[3H]Ryanodine ([3H]Ry) binding analysis

Specific [³H]Ry binding to mouse skeletal muscle RyR1 microsomes in suboptimal (1 µM), optimal (50 µM), and inhibitory (1 mM) Ca²⁺ concentrations ([Ca²⁺]) was measured as established previously (Pessah and Zimanyi 1991; Pessah et al., 1985). Each experiment was performed in triplicate (n = 3) and replicated twice. Skeletal microsomes (100 µg/ml) were incubated with ice-cold binding buffer (pH 7.4) composed of (in mM) 250 KCl, 15 NaCl, and 20 HEPES, with Ca²⁺ buffered to a concentration of 1 µM, 50 µM, or 1 mM for binding of 5 nM [³H]Ry under equilibrium assay conditions (3 h; 37°C). Assays were performed in the absence or presence of increasing concentration of CP or FD (0.01–100 µM) with constant shaking. Bound and Determined (BAD) program was used to calculate the concentration of ethylene glycol-bis(2-aminoethylether)-N, N, N′, N′-tetraacetic acid (EGTA) necessary to achieve the desired free [Ca²⁺] (Brooks and Storey, 1992).

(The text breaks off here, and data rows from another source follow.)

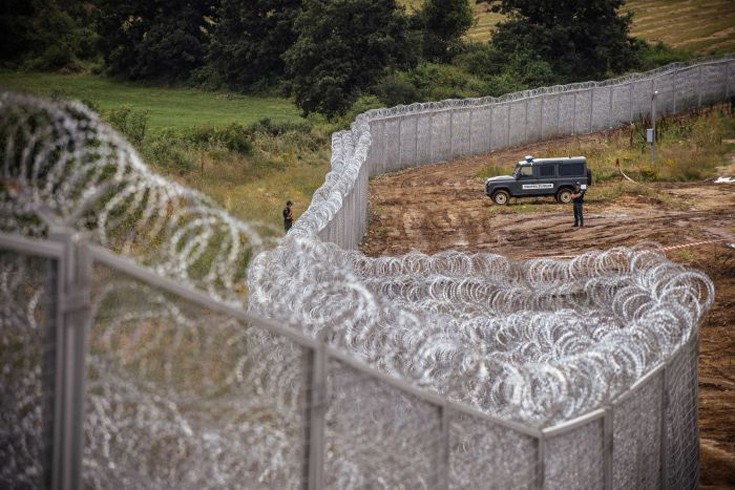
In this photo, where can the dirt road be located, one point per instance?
(443, 207)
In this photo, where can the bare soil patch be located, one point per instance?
(443, 207)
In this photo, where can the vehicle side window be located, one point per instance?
(570, 169)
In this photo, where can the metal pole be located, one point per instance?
(663, 447)
(443, 463)
(70, 360)
(317, 413)
(607, 448)
(540, 462)
(653, 120)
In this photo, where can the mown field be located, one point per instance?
(174, 108)
(702, 27)
(290, 163)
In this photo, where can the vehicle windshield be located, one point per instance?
(523, 170)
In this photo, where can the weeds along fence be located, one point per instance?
(386, 140)
(150, 340)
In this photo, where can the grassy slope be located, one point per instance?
(166, 107)
(704, 27)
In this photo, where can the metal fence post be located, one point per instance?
(607, 448)
(525, 120)
(673, 88)
(443, 463)
(540, 461)
(507, 126)
(71, 349)
(451, 133)
(727, 81)
(431, 138)
(316, 416)
(400, 141)
(543, 100)
(592, 104)
(663, 456)
(469, 127)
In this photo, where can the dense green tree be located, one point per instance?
(579, 39)
(154, 39)
(444, 23)
(343, 47)
(250, 38)
(42, 35)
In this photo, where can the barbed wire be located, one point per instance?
(536, 341)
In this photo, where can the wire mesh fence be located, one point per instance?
(151, 340)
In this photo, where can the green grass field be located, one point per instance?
(165, 107)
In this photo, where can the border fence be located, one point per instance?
(130, 356)
(386, 140)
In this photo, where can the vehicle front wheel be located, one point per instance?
(501, 198)
(564, 196)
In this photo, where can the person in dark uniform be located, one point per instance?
(287, 216)
(578, 203)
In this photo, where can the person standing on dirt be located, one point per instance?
(578, 203)
(287, 216)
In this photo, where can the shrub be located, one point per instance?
(131, 123)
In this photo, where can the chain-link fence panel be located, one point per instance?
(28, 322)
(180, 396)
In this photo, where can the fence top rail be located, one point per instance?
(555, 90)
(128, 267)
(21, 244)
(432, 397)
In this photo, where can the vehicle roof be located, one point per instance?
(539, 161)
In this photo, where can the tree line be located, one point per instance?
(330, 56)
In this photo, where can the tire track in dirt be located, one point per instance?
(443, 207)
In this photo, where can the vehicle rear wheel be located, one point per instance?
(501, 198)
(564, 196)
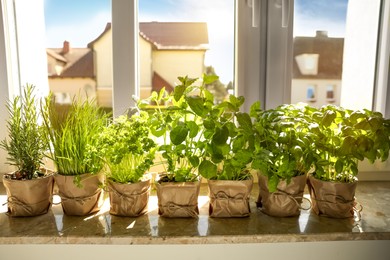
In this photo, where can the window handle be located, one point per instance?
(285, 13)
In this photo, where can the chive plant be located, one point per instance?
(71, 133)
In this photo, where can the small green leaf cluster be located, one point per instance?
(345, 137)
(284, 143)
(126, 148)
(228, 140)
(199, 136)
(72, 133)
(177, 120)
(26, 146)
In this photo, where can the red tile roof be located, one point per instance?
(175, 36)
(163, 36)
(79, 62)
(171, 35)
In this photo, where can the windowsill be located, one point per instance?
(103, 228)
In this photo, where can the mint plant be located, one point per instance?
(177, 120)
(228, 141)
(344, 137)
(284, 144)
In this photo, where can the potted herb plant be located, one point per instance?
(69, 135)
(283, 156)
(128, 153)
(344, 137)
(228, 140)
(30, 187)
(176, 119)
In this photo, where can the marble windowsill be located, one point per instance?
(103, 228)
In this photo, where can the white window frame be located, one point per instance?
(262, 68)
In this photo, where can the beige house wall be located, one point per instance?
(168, 64)
(71, 87)
(145, 61)
(172, 64)
(299, 91)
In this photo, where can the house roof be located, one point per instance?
(163, 36)
(176, 35)
(171, 35)
(78, 62)
(330, 52)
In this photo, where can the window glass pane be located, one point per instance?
(79, 50)
(190, 37)
(319, 31)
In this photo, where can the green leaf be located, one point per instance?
(273, 182)
(209, 123)
(328, 118)
(178, 134)
(339, 166)
(193, 129)
(196, 104)
(208, 79)
(194, 161)
(178, 92)
(207, 169)
(221, 135)
(245, 122)
(255, 108)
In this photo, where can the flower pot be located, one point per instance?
(178, 199)
(229, 198)
(29, 197)
(129, 200)
(80, 201)
(332, 199)
(285, 201)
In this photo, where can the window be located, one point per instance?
(330, 93)
(263, 41)
(311, 93)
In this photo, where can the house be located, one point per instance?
(71, 72)
(166, 50)
(317, 69)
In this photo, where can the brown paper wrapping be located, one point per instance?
(29, 197)
(229, 198)
(332, 199)
(81, 201)
(286, 200)
(129, 200)
(178, 199)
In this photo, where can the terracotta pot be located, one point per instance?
(129, 200)
(332, 199)
(80, 201)
(178, 199)
(29, 197)
(229, 198)
(285, 201)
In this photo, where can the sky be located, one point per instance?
(82, 21)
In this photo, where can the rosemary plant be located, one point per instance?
(25, 146)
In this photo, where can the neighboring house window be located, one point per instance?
(311, 93)
(330, 93)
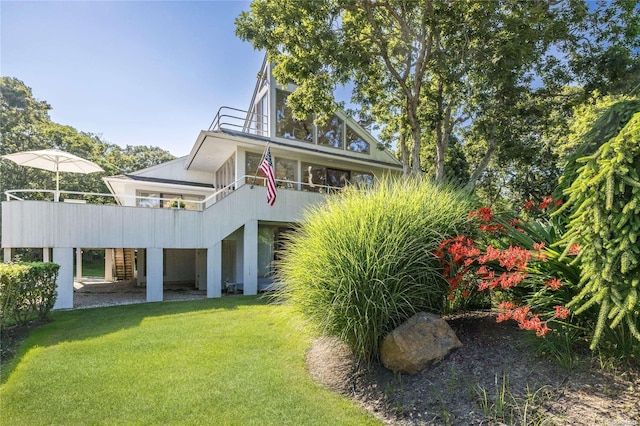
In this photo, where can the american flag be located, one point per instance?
(267, 169)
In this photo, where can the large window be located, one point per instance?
(285, 171)
(331, 133)
(338, 178)
(287, 126)
(165, 200)
(315, 177)
(252, 169)
(362, 180)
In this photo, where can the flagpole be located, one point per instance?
(255, 176)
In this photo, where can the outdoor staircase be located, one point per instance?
(124, 260)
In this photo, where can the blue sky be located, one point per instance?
(136, 72)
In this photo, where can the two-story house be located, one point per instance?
(204, 218)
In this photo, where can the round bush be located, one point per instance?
(361, 264)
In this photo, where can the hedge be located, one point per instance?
(27, 291)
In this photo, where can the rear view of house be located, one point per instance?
(204, 218)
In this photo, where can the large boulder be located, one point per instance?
(422, 340)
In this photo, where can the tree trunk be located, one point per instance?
(412, 108)
(482, 166)
(406, 170)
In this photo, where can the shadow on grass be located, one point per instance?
(95, 322)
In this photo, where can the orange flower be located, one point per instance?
(553, 284)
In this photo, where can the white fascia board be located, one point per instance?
(158, 186)
(145, 171)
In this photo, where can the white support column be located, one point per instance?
(214, 270)
(154, 274)
(78, 264)
(201, 269)
(142, 267)
(250, 270)
(63, 256)
(108, 264)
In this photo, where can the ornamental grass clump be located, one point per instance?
(361, 264)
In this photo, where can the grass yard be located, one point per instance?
(235, 360)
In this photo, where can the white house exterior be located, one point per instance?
(203, 218)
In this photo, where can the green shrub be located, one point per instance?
(27, 291)
(605, 223)
(361, 264)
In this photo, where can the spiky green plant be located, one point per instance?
(362, 263)
(605, 222)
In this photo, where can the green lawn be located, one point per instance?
(229, 361)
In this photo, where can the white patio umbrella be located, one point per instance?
(54, 160)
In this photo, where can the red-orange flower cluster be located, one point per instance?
(554, 284)
(467, 266)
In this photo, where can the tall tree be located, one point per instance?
(25, 125)
(418, 68)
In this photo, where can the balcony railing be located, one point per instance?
(238, 120)
(77, 197)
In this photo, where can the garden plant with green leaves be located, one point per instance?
(363, 263)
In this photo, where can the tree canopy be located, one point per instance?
(491, 76)
(25, 125)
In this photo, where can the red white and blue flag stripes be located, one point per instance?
(267, 169)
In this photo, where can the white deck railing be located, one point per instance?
(180, 204)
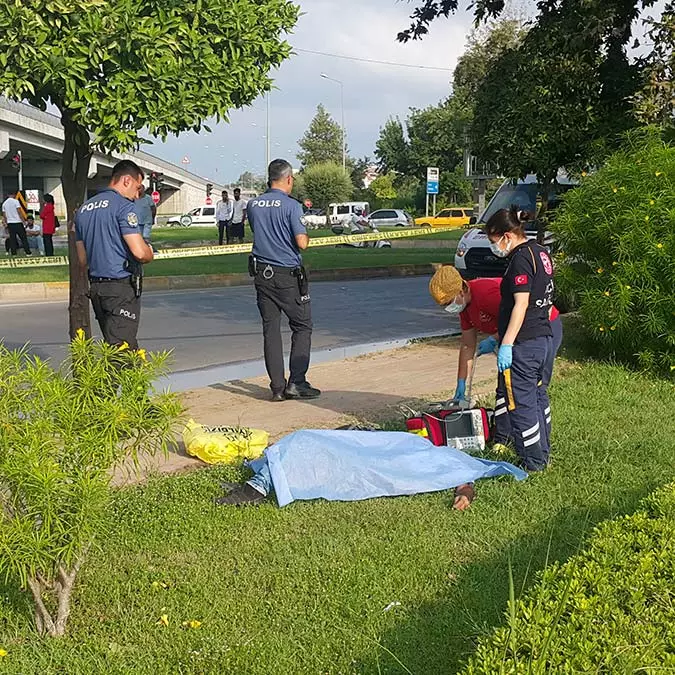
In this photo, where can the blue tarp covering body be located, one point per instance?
(353, 465)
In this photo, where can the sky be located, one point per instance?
(372, 92)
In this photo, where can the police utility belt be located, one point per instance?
(268, 271)
(135, 279)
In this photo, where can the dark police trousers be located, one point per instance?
(117, 310)
(522, 398)
(277, 294)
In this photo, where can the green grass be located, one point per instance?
(320, 258)
(303, 589)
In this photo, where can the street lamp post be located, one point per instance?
(342, 108)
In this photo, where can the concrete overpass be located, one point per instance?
(39, 136)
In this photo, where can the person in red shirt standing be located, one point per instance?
(48, 218)
(476, 302)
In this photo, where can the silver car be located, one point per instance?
(390, 218)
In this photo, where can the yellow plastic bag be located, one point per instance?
(223, 445)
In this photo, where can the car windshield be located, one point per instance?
(526, 196)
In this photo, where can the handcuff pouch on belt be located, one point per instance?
(136, 278)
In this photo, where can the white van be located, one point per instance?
(337, 213)
(202, 216)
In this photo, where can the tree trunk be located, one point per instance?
(542, 216)
(77, 154)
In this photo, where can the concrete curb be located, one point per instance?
(58, 290)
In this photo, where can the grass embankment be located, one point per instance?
(315, 259)
(309, 588)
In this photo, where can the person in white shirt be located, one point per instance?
(238, 217)
(224, 211)
(13, 218)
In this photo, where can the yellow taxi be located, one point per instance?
(457, 217)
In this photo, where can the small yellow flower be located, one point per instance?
(193, 623)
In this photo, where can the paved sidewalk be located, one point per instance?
(368, 387)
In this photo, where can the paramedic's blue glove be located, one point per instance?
(487, 346)
(504, 357)
(460, 392)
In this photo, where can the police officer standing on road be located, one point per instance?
(281, 282)
(110, 242)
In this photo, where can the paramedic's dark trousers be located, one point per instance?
(275, 295)
(523, 398)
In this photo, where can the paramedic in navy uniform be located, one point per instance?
(110, 243)
(525, 336)
(281, 282)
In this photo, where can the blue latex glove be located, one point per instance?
(460, 392)
(487, 346)
(504, 357)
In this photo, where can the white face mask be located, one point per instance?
(454, 308)
(501, 253)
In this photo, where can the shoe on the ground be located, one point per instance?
(303, 390)
(241, 496)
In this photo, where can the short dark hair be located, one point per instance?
(508, 220)
(126, 168)
(278, 170)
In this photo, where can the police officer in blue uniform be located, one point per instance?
(281, 281)
(525, 336)
(110, 242)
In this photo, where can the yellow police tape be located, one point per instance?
(200, 251)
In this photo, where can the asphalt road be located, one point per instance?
(207, 328)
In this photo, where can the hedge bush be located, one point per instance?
(617, 231)
(610, 609)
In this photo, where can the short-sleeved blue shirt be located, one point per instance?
(100, 223)
(275, 220)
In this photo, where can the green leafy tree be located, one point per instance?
(115, 70)
(383, 188)
(63, 432)
(327, 183)
(322, 141)
(617, 231)
(391, 148)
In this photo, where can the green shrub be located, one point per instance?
(617, 231)
(610, 609)
(61, 434)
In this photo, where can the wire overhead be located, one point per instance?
(383, 63)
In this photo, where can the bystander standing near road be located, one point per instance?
(14, 219)
(49, 224)
(224, 211)
(110, 244)
(145, 210)
(239, 213)
(281, 282)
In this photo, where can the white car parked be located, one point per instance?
(473, 257)
(202, 216)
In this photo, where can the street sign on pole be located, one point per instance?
(432, 180)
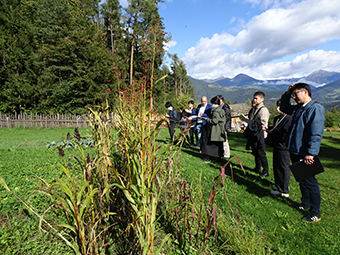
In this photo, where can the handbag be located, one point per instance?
(270, 139)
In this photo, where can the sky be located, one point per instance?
(265, 39)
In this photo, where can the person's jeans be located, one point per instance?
(202, 134)
(310, 190)
(199, 134)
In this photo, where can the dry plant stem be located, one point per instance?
(2, 181)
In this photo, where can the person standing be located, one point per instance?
(174, 117)
(304, 141)
(203, 111)
(213, 145)
(192, 111)
(281, 157)
(226, 108)
(257, 123)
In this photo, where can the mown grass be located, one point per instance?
(274, 221)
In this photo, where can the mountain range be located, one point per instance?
(325, 87)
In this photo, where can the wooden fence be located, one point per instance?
(53, 120)
(39, 120)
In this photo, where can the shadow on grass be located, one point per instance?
(254, 184)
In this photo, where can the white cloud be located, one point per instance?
(170, 44)
(270, 36)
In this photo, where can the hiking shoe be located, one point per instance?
(310, 218)
(278, 193)
(206, 160)
(302, 207)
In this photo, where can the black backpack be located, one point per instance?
(227, 111)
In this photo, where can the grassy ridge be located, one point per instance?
(277, 223)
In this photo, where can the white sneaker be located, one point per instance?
(277, 193)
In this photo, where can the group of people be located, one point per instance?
(208, 124)
(295, 134)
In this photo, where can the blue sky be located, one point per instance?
(261, 38)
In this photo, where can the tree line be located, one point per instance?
(67, 55)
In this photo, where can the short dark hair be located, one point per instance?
(220, 97)
(215, 100)
(302, 85)
(260, 94)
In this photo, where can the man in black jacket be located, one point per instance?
(192, 111)
(226, 108)
(174, 117)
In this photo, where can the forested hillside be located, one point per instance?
(67, 55)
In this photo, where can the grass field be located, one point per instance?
(23, 154)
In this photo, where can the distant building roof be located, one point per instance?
(237, 109)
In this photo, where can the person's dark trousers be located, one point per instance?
(310, 191)
(260, 159)
(193, 133)
(281, 162)
(204, 135)
(172, 126)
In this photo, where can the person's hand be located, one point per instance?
(309, 159)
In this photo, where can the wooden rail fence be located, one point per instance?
(40, 120)
(25, 120)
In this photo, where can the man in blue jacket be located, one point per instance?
(203, 111)
(304, 141)
(174, 117)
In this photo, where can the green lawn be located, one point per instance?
(276, 218)
(23, 154)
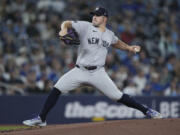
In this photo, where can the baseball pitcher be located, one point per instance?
(93, 40)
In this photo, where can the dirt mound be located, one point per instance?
(120, 127)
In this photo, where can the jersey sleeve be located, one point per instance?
(114, 39)
(80, 26)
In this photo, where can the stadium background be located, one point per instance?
(32, 58)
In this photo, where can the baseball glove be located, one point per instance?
(71, 38)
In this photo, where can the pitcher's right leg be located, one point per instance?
(67, 82)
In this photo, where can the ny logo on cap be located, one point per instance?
(97, 8)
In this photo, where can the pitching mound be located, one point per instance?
(120, 127)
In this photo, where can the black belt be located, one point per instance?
(88, 67)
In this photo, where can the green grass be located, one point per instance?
(7, 128)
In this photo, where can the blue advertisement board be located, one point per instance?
(84, 108)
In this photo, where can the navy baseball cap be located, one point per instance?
(100, 11)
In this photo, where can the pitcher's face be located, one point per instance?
(98, 20)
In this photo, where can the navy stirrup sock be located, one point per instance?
(50, 102)
(130, 102)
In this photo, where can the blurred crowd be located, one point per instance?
(32, 58)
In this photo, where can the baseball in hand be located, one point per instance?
(137, 49)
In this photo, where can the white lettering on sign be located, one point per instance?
(170, 109)
(100, 109)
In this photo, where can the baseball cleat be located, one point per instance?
(35, 122)
(152, 114)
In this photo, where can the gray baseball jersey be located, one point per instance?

Non-specific binding was determined by incubating with 1000-fold (5 µM) excess of unlabeled ryanodine in the absence or presence of specified compound. Bound from free ligand was separated by filtration through Whatman GF/B glass fiber filters (Whatman, Clifton, New Jersey) using a cell harvester (Brandel, Gaithersburg, Maryland) and washed thrice with 5 mL of ice-cold harvesting buffer (pH 7.4) consisting of (in mM) 140 KCl, 0.1 CaCl₂, and 10 HEPES. Filters were completely submerged in 4 mL of scintillation fluid (ScintiVerse BD Cocktail, Fisher Scientific, Waltham, Massachusetts) and [³H]Ry trapped to the filter quantified using a Beckman Coulter LS6500 spectrometer (Beckman Coulter, Indianapolis, Indiana). Each experiment was performed in triplicates (n = 3) and replicated using different membrane preparations with final DMSO concentration ≤1% (v/v).